Bu trajikomik hikayede, eğer izin verirseniz de derin bir yüzleşme sizleri bekliyor.
Yunus Emre Gümüş'ün yazdığı, Özen Yula'nın yönettiği oyunda şapka çıkartılacak oyunculuklarıyla Vahide Perçin, Yasemin Çonka ve Açelya Topaloğlu rol alıyor.
Prodüksiyonu bir araya getiren isim ise Can Kahraman. Yönetmen, yazar ve yapımcısı erkek olan bir hikayenin, kadın derdini hem de üç kadın penceresinden anlatması ayrıca kendi içinde farklı bir detay...
Bizde oyunun detaylarını oyuncuların kendilerinden dinleyelim istedik.
'Ben kadınım' ve 'ben insanım' demeyi söyletmek
Oyundan yola çıkarsak; yaşadığımız coğrafyada 'kadın' mevzusu üzerine ne söylemek istersiniz?
Vahide Perçin: Kadının yazısı şehirde ya da köyde değişmiyor, hep aynı; ikinci olmak! Oyunda da dile getirmeye çalıştığımız; 'birey' olmayı becerebilmek! Bunun da eğitimle alakası yok; 'kim' ve 'ne' olduğunu tanımlamak, hayatta istediklerini sıralayabilmek ve önceliğini kendin olarak belirlemekle ilgili.
Yasemin Çonka: Her ne yaşanırsa yaşansın, kadınların doğuştan büyük bir gücü olduğuna inanıyorum. Sorun şu ki; biz kendimizi 'birey' olarak ortaya koyamadığımız için, güçsüz hissediyoruz ve hep hasar görüyoruz. Pek çok kadının yaşamını seçme şansı olmayabilir, bu gerçeklerin de farkındayım ama her şey kader değil, kaderin değiştirilebilir kısımlarının olduğunu düşünüyorum.
Birey olamama durumunda, sitemin yanı sıra 'aile' ve 'toplumun' da katkısı yok mu?
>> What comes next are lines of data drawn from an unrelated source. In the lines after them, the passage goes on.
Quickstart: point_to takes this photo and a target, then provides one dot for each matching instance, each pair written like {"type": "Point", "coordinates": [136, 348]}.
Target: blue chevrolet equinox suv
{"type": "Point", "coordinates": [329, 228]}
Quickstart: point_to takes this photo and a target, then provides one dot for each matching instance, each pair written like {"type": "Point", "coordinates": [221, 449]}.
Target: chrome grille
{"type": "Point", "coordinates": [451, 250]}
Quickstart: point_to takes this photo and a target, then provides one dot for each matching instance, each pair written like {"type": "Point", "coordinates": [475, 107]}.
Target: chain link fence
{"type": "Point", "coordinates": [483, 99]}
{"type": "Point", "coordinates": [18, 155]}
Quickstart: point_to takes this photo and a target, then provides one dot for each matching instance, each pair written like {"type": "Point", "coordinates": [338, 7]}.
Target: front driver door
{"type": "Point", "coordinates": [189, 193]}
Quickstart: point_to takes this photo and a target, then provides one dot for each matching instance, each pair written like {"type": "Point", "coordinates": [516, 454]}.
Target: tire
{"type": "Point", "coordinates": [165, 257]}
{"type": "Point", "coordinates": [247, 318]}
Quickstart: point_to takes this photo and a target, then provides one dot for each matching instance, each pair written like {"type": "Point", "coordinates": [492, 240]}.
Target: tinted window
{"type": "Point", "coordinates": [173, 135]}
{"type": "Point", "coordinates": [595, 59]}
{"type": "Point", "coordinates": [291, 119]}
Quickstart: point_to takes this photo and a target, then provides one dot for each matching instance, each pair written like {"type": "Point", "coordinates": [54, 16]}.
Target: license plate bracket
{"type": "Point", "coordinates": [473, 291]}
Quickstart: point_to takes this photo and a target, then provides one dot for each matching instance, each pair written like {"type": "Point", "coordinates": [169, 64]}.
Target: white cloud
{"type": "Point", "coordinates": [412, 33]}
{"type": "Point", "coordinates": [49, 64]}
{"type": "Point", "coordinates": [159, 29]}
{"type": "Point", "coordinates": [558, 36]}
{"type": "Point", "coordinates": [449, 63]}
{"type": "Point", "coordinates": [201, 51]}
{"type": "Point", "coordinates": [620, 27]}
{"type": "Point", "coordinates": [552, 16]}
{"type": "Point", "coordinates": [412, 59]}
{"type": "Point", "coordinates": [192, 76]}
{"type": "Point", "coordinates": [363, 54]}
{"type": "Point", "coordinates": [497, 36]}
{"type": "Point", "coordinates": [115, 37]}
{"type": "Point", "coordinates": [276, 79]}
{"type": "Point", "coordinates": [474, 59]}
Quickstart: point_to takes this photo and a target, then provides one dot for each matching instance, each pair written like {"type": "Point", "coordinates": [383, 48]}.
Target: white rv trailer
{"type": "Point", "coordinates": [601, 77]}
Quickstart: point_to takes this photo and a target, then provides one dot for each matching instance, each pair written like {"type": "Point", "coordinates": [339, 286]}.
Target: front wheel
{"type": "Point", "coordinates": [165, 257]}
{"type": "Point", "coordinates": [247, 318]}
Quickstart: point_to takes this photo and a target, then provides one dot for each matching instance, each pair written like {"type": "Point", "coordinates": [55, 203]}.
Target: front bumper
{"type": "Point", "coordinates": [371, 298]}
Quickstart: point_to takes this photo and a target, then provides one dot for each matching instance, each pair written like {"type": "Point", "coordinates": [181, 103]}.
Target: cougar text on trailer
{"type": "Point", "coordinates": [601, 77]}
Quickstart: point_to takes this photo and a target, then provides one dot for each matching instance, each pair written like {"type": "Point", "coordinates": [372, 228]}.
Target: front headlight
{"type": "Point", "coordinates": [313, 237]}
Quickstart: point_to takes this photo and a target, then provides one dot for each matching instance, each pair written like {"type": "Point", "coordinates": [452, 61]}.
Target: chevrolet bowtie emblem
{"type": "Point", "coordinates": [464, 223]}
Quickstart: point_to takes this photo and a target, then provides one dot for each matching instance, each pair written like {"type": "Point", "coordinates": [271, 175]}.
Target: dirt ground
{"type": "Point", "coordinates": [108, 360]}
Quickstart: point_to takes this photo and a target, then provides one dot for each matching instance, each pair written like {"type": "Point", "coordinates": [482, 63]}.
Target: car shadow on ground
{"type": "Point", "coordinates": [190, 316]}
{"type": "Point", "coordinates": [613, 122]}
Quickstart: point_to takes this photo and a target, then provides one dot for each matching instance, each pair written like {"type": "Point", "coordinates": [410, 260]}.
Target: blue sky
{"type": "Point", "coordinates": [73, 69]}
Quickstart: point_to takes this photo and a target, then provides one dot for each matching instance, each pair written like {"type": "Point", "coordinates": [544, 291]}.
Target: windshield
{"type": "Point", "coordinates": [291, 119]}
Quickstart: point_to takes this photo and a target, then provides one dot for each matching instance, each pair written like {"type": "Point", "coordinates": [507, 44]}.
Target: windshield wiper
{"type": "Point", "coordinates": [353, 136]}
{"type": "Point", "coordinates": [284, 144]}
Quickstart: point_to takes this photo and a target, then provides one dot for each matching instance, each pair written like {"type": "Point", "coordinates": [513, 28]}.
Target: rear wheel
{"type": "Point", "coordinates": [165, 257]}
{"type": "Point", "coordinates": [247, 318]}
Vahide Perçin: Olmaz mı, sistemin dayatmasından öte aile ve toplum kuralları içinde sıkışan bireylerden bahsediyoruz. Ne yazık ki her şeyi öteleyen bir kadın anlayışımız var; 'çocuklarım, kocam, yuvam, mahallem ve aman toplum ne der?' ile başlayan ve git gide küçülen, bazen hiç hatırlanmayan bir 'kadın' tanımı... 'Ben kadınım ve ben insanım' demeyi, belki de söyletmek lazım bu ülkedeki tüm kadınlara.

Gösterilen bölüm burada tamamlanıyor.